The food. Oddly enough, given Hong Kong's well-deserved reputation as a gourmand's paradise, I find that Chinese New Year in Hong Kong is just not a great time for eating. For one thing, several of the traditional CNY dishes, such as the turnip and taro cakes (i.e. lou baat gou and lin gou, respectively) get pretty tiresome after just a couple servings, and if you're on the family-visitation circuit like me, you see them plenty. Also, since most families are busy moving around trying to carry out their official CNY visits (i.e. bai lin) mealtimes are often a bit chaotic, and you end up eating catch-as-catch-can. The only really good, serious meal is the CNY's eve dinner.

Visiting Hong Kong during CNY as a tourist. In the past, when asked if CNY was a good time to come to Hong Kong as a tourist, I’d answer with a fairly emphatic ‘No!’ Shops and restaurants were closed for at least three solid days, and the city felt strange and empty – everybody was illegally parked out in the public housing estates visiting Grandma (see above).

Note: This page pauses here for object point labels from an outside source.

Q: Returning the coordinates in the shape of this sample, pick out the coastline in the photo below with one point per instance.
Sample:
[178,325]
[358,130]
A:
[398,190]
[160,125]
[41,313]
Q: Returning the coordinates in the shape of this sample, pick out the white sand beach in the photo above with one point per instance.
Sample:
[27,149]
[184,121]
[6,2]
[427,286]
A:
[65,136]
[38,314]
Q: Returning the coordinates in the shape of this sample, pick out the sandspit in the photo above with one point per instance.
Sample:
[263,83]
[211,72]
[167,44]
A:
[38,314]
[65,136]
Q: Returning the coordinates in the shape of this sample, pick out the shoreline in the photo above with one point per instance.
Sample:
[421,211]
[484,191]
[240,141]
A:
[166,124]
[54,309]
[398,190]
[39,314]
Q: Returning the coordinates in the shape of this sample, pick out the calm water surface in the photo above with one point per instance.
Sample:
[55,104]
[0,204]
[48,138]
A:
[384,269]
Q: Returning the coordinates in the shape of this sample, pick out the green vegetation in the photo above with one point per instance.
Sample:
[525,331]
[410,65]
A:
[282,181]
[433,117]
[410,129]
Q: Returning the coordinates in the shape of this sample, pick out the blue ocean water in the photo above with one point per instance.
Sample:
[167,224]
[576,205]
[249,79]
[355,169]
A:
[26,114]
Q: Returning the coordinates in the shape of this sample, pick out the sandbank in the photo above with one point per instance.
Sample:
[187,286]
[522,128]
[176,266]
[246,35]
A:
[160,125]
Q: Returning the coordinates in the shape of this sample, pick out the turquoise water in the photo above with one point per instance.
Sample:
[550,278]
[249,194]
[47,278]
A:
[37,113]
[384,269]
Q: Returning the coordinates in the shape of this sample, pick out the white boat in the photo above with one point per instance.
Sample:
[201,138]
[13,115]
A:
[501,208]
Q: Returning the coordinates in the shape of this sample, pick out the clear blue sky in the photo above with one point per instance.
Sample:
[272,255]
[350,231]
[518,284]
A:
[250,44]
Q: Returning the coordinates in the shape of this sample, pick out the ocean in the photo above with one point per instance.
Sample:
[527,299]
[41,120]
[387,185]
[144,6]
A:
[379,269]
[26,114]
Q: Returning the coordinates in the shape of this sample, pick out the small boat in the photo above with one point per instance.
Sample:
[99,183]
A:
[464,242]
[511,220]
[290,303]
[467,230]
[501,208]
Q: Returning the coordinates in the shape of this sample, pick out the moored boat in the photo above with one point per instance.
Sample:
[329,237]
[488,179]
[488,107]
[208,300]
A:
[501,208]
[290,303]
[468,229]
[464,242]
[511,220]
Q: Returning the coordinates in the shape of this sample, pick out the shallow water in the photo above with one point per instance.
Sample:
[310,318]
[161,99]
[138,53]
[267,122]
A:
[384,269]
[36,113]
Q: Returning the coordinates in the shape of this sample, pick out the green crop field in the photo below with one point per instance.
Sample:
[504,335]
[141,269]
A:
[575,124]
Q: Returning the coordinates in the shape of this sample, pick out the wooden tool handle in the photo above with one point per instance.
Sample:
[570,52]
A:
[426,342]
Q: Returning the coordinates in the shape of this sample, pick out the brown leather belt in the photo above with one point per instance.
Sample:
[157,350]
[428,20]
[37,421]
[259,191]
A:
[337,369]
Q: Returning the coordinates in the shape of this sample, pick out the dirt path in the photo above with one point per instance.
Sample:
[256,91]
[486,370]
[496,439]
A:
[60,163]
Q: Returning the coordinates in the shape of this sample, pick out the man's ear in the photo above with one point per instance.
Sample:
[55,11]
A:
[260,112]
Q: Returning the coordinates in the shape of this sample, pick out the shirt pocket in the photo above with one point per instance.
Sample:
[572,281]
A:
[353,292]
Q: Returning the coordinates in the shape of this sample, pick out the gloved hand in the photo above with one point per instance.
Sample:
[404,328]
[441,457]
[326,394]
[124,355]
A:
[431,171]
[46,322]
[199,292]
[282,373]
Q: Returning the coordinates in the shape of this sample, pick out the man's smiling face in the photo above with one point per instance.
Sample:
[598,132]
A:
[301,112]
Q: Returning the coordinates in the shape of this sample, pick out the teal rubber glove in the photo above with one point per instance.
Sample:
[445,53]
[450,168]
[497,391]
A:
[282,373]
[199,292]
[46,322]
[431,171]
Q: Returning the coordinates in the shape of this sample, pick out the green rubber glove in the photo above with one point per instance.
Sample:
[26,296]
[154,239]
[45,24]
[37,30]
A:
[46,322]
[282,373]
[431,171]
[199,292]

Well, these days nearly everybody’s still out in the estates during the CNY holidays, but quite a few people (unfortunately for them, perhaps) are stuck at work. The number of restaurants and shops that now open right off on the first day of the new year is quite amazing compared to the complete shutdown of just a decade or so ago. The common explanation for this is that the Asian financial crisis/overall HK economic meltdown of the late '90s/early 00's motivated many restaurant and shop owners to try to boost revenues through the reckless, desperate act of staying open for 364 or 365 days a year, instead of just 363. The bad economic times might indeed have been a catalyst, but I suspect there may have been quite a reservoir of pent-up demand, too. If you've done the rounds of bai lin to relatives’ overcrowded homes year after year, the prospect of getting out to a decent restaurant by dinnertime sounds like a kind of salvation. In any event, given the combination of at least decent things to do, and the more general availability of the usual services and amenities Hong Kong has to offer, CNY now seems like a quite interesting time to show up and have a look.

If you're interested in reading more about one of Hong Kong's CNY customs -- giving out red pockets -- you can do so here and here.

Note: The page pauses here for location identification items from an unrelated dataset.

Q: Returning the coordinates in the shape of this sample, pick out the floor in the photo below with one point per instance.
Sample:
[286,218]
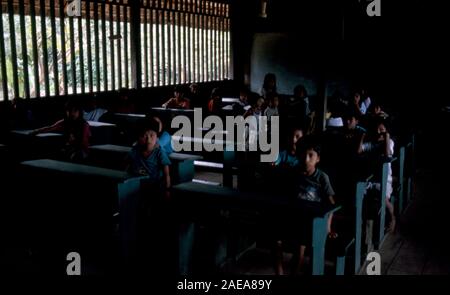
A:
[419,246]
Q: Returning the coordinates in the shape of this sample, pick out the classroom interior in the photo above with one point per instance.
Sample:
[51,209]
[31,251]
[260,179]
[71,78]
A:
[124,62]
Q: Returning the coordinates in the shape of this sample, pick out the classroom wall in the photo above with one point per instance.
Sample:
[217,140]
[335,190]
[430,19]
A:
[280,54]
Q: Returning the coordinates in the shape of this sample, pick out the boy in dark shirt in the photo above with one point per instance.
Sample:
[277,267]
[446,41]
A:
[147,158]
[311,185]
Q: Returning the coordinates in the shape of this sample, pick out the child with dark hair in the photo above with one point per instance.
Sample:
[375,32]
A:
[381,144]
[178,101]
[311,185]
[164,138]
[269,85]
[288,157]
[215,102]
[76,133]
[147,158]
[241,106]
[272,109]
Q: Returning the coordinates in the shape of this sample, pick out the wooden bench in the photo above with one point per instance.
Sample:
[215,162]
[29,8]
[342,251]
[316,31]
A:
[113,156]
[27,146]
[79,204]
[198,202]
[102,133]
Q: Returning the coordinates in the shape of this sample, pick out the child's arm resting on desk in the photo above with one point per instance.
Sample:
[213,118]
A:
[166,176]
[58,126]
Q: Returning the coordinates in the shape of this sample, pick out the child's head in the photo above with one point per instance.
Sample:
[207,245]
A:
[270,81]
[308,153]
[259,103]
[300,91]
[73,110]
[147,132]
[159,122]
[381,130]
[178,92]
[243,94]
[123,94]
[351,121]
[215,94]
[296,134]
[357,97]
[273,101]
[193,88]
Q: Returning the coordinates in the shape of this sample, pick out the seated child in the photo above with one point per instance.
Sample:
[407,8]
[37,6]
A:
[312,185]
[272,109]
[288,158]
[382,145]
[164,138]
[215,102]
[76,133]
[241,106]
[92,112]
[147,158]
[178,101]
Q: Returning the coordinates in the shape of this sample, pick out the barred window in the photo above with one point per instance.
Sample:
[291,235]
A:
[184,41]
[46,52]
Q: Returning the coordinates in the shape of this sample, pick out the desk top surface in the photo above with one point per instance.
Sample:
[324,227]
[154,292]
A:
[67,167]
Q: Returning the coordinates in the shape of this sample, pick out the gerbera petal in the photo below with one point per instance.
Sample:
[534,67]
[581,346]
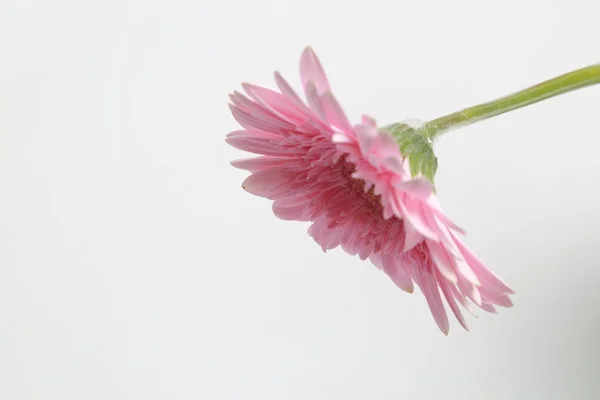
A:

A good way to see the CNY fireworks

The Family Tall tried out a different approach to seeing the Chinese New Year fireworks this month. Instead of either trying to squeeze into one of the public areas around the harbor, watching through the window of an office building, or just 'experiencing' the festivities via TV broadcast, Mrs Tall booked us into one of the Hong Kong Convention Centre's restaurants on a combined buffet dinner/fireworks viewing ticket.

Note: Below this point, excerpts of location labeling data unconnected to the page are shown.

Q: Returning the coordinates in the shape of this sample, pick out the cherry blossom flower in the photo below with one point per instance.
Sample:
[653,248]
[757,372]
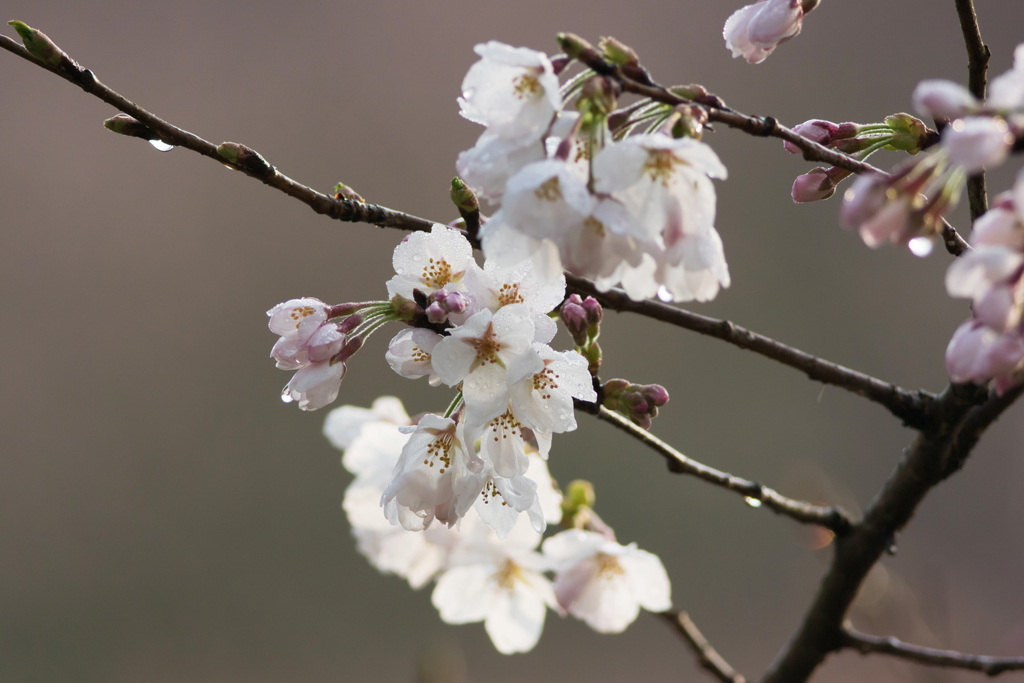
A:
[343,424]
[500,584]
[488,353]
[511,90]
[433,466]
[605,584]
[495,287]
[430,261]
[410,354]
[979,353]
[755,31]
[296,321]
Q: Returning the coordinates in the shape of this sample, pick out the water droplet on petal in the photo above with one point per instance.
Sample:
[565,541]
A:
[921,247]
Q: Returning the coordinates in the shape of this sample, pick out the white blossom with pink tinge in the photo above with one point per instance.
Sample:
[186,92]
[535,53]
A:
[487,354]
[605,584]
[410,354]
[500,583]
[430,261]
[755,31]
[511,90]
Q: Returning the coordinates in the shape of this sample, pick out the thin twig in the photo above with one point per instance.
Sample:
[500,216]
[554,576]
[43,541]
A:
[340,209]
[834,518]
[963,409]
[912,408]
[866,644]
[977,69]
[708,656]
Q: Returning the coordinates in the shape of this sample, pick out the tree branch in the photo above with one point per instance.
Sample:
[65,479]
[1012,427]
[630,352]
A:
[965,412]
[834,518]
[912,408]
[340,209]
[707,655]
[866,644]
[977,69]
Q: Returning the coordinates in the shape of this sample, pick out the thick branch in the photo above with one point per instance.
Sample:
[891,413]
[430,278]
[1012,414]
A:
[341,209]
[965,412]
[913,408]
[977,68]
[866,644]
[707,655]
[834,518]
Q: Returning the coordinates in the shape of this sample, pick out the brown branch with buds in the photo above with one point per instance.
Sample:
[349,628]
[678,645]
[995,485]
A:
[834,518]
[866,644]
[977,67]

We went for the cheapo package, which meant our buffet, served in the Harbour Kitchen, i.e. the coffee shop right in the main lobby of the Convention Centre, was pretty basic and, umm, inelegant. But really, it was good enough -- you're not there for the food.

At about 7:30, everyone in the restaurant lined up like a kindergarten outing, and we were walked over to the plaza immediately outside the new part of the Convention Centre, i.e. right out on the harbor. We were confined to a demarcated area, but this was plenty big enough -- we could actually wander around -- and the view was very good. We could see the fireworks set off by three of the four barges, and they were right up in our faces -- and in our ears! Daughter Tall had a fabulous time.

The price tag? HKD388/head. There are also buffet/fireworks packages available at other Convention Centre restaurants, but these were at least HKD200/person more costly. We figured it wasn't worth it.

Overall verdict: excellent value, and we'll likely do this again in the future. The only downside is that, as you might imagine, booking early is crucial.

The rundown of this year's packages is here. I assume you can call any of the restaurants listed there to enquire about future bookings.